Killers is what I like to call a ‘perspective’ film. Sometimes in this profession, it’s easy to get into the habit of nitpicking truly great films (such as Toy Story 3 and Inception) and arguing the ways in which they aren’t masterpieces, instead of celebrating their achievements. Then along comes a film like the mind-numbing Killers – so banal, so unambitious, so devoid of charm. Suddenly, the lack of character development in Inception doesn’t seem like such a crime. The already-pretty-funny Get Him To The Greek now is now hilarious. The Twilight Saga: Eclipse is …. no, that’s still terrible. See? Perspective.
Robert Luketic’s latest flick is a palette cleanser – a flavourless sorbet if you will – guaranteed to scrape the flavor of any recent enjoyable film from your sensory memory. It’s hardly the unbridled sin against nature that was The Ugly Truth (a minstrelsy display of male/female relationships that may have united couples in the way only tragedy’s can) but it’s pretty terrible in its own inoffensive way. The film’s success hinges on two seemingly impossible factors – Katherine Heigl’s ability to seem charming, and Ashton Kutcher’s ability to act like an adult (or at the very least, a non-child).
She’s Jennifer Kornfeldt. He’s Spencer Aimes. She’s a newly-single, neurotic Type A still attached to the hip of Mommy and Daddy (Catherine O’Hara and Tom Selleck). He’s a contract killer with a conscience, swept up by her clumsy advances and eager to settle down and start a family. He quits the game; they marry, and somehow they’ll figure out how to make it in this crazy world. Curtains. Applause, applause, applause…oh wait there’s more. She doesn’t know he used to be an assassin, and after three years of marital bliss, a fleet of hired-guns try to wipe out the wedded couple. Why? Eh, who cares?
Now, ignoring the fact that Killers is essentially the same film as Knight and Day (sans humour and charm), the film’s central concept is ripe for the mining. The problem is not that it chucks a couple of pretty faces into an action farce (hey, when the formula works, I welcome it). It’s the fact that Luketic and screenwriters Bob DeRosa and Ted Griffin do nothing with it. “What if you’re friends and neighbours turned out to be assassins ready to take you out?” This thing practically writes itself! Instead, they’re content with featuring Heigl and Kutcher bickering incessantly. The nonthreatening assassins wander off-screen as quickly as they wandered on.
It’s hard to judge what Luketic struggles more with: the comedy or the action. The few moments of genuine humour can only be attributed to class acts like Selleck and O’Hara (who are unfortunately saddled with characters for whom the phrase ‘one-note’ would be a tremendous compliment). As for the action scenes, he decides to employ Paul Greengrass-style shakycam.
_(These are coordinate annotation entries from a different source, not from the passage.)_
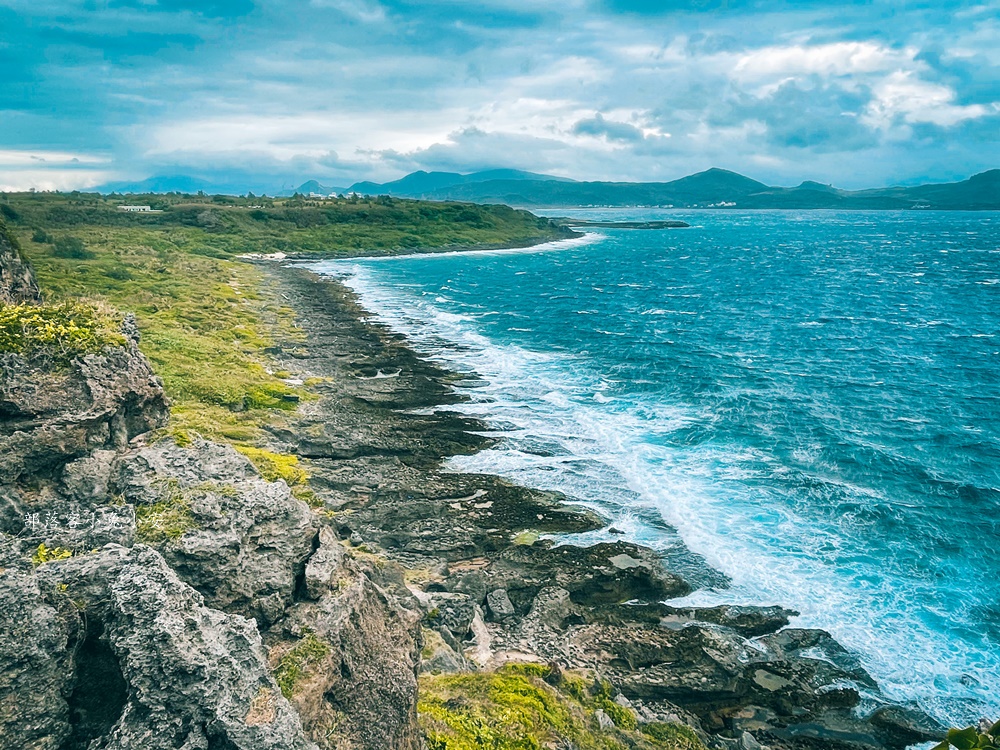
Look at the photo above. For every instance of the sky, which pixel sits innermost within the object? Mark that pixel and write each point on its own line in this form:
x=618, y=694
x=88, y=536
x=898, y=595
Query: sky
x=260, y=95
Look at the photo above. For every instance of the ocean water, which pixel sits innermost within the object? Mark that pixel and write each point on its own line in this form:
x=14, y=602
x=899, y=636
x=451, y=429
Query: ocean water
x=809, y=400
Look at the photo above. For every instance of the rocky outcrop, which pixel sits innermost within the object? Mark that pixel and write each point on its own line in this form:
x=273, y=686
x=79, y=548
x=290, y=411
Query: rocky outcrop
x=17, y=282
x=155, y=667
x=364, y=685
x=49, y=417
x=243, y=542
x=38, y=627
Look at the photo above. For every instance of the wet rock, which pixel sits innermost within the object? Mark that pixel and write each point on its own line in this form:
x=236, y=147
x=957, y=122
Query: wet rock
x=450, y=610
x=747, y=621
x=159, y=669
x=49, y=418
x=602, y=574
x=244, y=541
x=498, y=604
x=323, y=564
x=37, y=629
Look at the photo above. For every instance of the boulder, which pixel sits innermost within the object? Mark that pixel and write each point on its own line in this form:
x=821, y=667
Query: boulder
x=365, y=640
x=238, y=539
x=17, y=282
x=51, y=417
x=157, y=669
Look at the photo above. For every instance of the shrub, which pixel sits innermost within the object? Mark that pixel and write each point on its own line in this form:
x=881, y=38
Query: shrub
x=972, y=738
x=59, y=333
x=290, y=668
x=71, y=247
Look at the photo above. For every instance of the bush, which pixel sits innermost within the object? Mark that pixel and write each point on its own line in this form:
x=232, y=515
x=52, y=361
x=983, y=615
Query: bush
x=972, y=738
x=71, y=247
x=59, y=333
x=290, y=668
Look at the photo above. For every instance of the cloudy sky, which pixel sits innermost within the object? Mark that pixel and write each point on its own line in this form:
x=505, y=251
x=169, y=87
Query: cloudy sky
x=257, y=94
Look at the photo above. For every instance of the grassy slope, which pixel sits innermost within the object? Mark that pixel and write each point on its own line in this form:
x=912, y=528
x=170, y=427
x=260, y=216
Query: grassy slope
x=205, y=325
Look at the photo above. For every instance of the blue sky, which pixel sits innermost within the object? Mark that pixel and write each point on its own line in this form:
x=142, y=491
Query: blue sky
x=257, y=95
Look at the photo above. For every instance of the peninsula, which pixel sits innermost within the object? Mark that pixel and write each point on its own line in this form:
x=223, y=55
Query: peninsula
x=221, y=529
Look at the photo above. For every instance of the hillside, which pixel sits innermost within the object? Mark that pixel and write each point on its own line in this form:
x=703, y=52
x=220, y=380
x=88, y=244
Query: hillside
x=713, y=188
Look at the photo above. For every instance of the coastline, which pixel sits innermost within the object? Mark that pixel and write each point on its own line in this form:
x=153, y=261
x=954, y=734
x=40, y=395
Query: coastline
x=374, y=441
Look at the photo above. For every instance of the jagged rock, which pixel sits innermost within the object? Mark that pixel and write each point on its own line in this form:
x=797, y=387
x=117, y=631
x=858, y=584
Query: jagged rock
x=323, y=564
x=450, y=610
x=17, y=282
x=603, y=573
x=364, y=684
x=906, y=726
x=437, y=655
x=499, y=604
x=37, y=627
x=246, y=541
x=157, y=669
x=49, y=418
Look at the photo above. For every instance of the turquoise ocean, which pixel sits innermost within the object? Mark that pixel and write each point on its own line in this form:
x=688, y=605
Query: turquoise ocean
x=810, y=401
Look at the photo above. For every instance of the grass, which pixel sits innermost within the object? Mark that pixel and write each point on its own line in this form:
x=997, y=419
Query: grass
x=59, y=333
x=206, y=325
x=514, y=708
x=166, y=520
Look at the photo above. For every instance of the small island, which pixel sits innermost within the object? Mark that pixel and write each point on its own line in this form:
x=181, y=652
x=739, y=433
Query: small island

However, Greengrass can still compose sequences with his vérité stylings. Luketic and DOP Russell Carpenter (who won an Oscar for Titanic and now seems doomed to work only on Luketic’s projects) seem to have handed over the task of cinematography to a nearby paint-shaker.
Kutcher and Heigl have – in the past ¬ been both appealing and funny. Oh, you’d have to go all the way back to That 70s Show for Kutcher, but he knew how to pull off ‘sweet-natured buffoon’ without coming off as obnoxious. For Heigl, you need only look to 2007’s Knocked Up, a film she bafflingly renounced, despite it featuring the only recorded footage of her as a likable human being. I hold the hope that they will one day rediscover their charm, and I will be the first to celebrate. Until then, we have Killers, a film whose lone highlight is a cameo from Usher. Sure, why the hell not?